Konser boyunca birçok imge yer aldı duvarda. Ancak, duvarın yanı sıra teatral anlatımıyla konser ekibi de ön plana çıktı. Gerek kostümleri gerekse dansları ile şarkıların gücüne güç kattılar. Sahne unsurlarından önemli bir tanesi de şişme balonlardan yapılmış kuklalardı. Bu kuklaların ilki öğretmen, ikincisi anne, üçüncüsü, aldatan cadı kadın, dördüncüsü ise domuzdu.

The Wall-Part 2’da ilk kukla sahneye indi ve hep bir ağızdan söyledik “We don’t need, no education” diye başlayan sözleri[[dipnot5]]:

“We don't need no education We dont need no thought control No dark sarcasm in the classroom Teachers leave them kids alone Hey! teachers! leave them kids alone! All in all it's just another brick in the wall.” All in all you're just another brick in the wall.

 

Türkiye’de yaşayan insanlar için konserin en çarpıcı kısımlarından biri olduğunu düşünüyorum bu kısmın. Türkiye’de eğitimin halen cinsiyetçi, bir arada yaşamayı öğretmekten ziyade kutuplaştırıcı olması, eğitim alanında yaşanan haksızlıklar ve buna göz yuman ya da göz yummak zorunda bırakılan öğretmenler, okulda hayal güçleri ellerinden zorla alınan ve herkesin inandığı şeylere inanmak zorunda bırakılan çocuklar yüzündendir sanırım bu düşüncem. Bu şarkı için Türkiye’deki çocuklarla çalışan Waters’a eşlik eden çocukların hem sahnelemesi hem de vokal performansı oldukça başarılıydı.

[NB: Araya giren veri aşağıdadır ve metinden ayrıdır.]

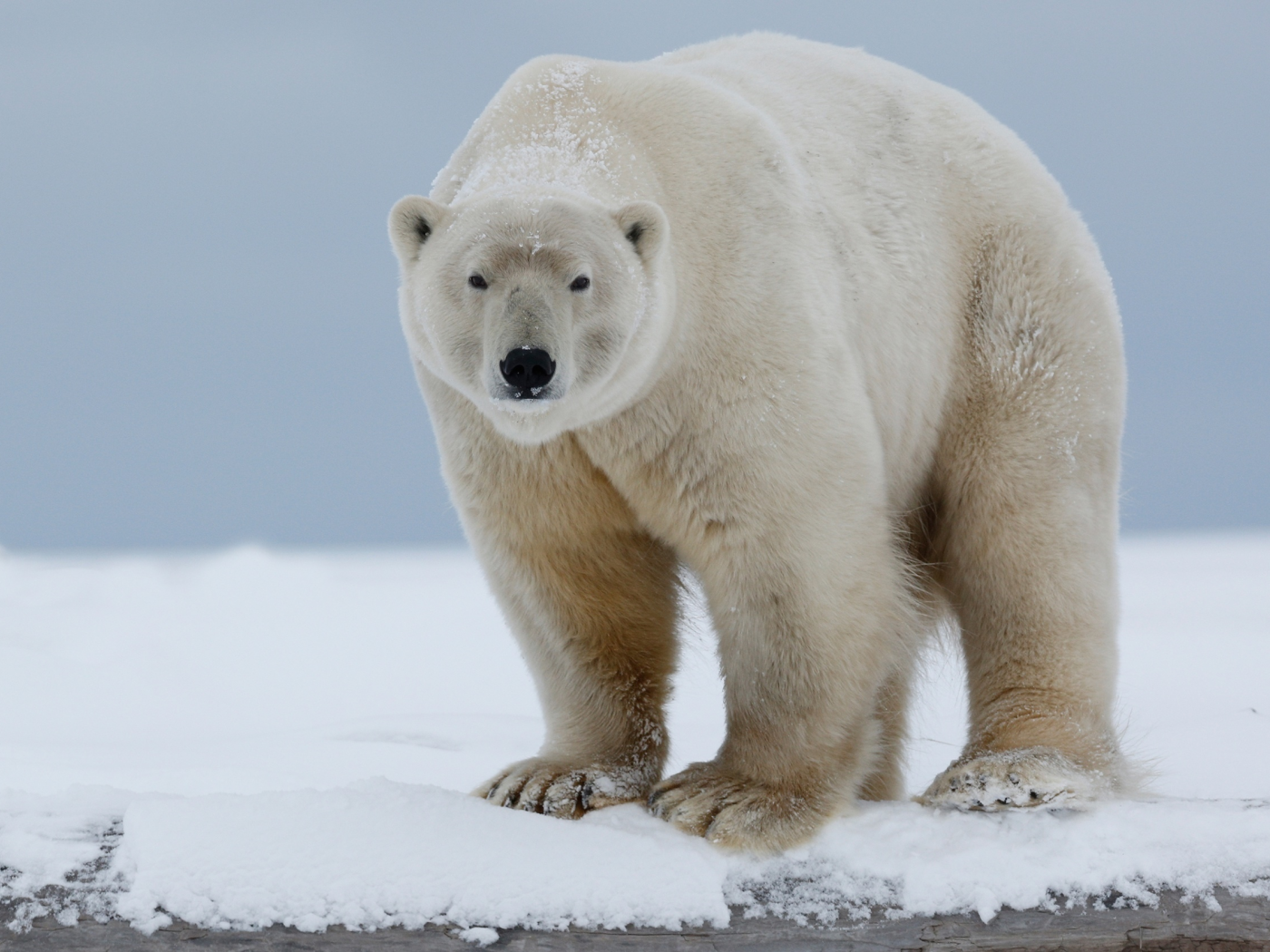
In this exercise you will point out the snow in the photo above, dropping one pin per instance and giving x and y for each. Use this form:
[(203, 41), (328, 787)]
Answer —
[(257, 736)]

İkinci kukla bir anne kuklasıydı: Bizi öğretmenlerimizden önce gerçek hayatla yüzleştirip bize “korkularımızla duvarlar örmeyi” öğreten annelerimizin kuklası! Özellikle Gezi sürecinden önce korku duvarları inşa eden ancak bu süreçte yaşanan kırılmalarla sokaklarda çocuklarına destek veren anneleri düşününce çok anlamlı bir bölümdü bizler için. “Eylemde değilsin, değil mi?” yerine artık “Eylemde en önde değilsin, değil mi?” diye soran annelerimize Waters “Mother” şarkısında sordu: “Mother, should I trust the government?”[[dipnot6]]. Bizim Gezi annelerimiz ise 2 ay önce vermişlerdi cevabı: “KESİNLİKLE HAYIR” ve bu cevap da yansıdı duvara.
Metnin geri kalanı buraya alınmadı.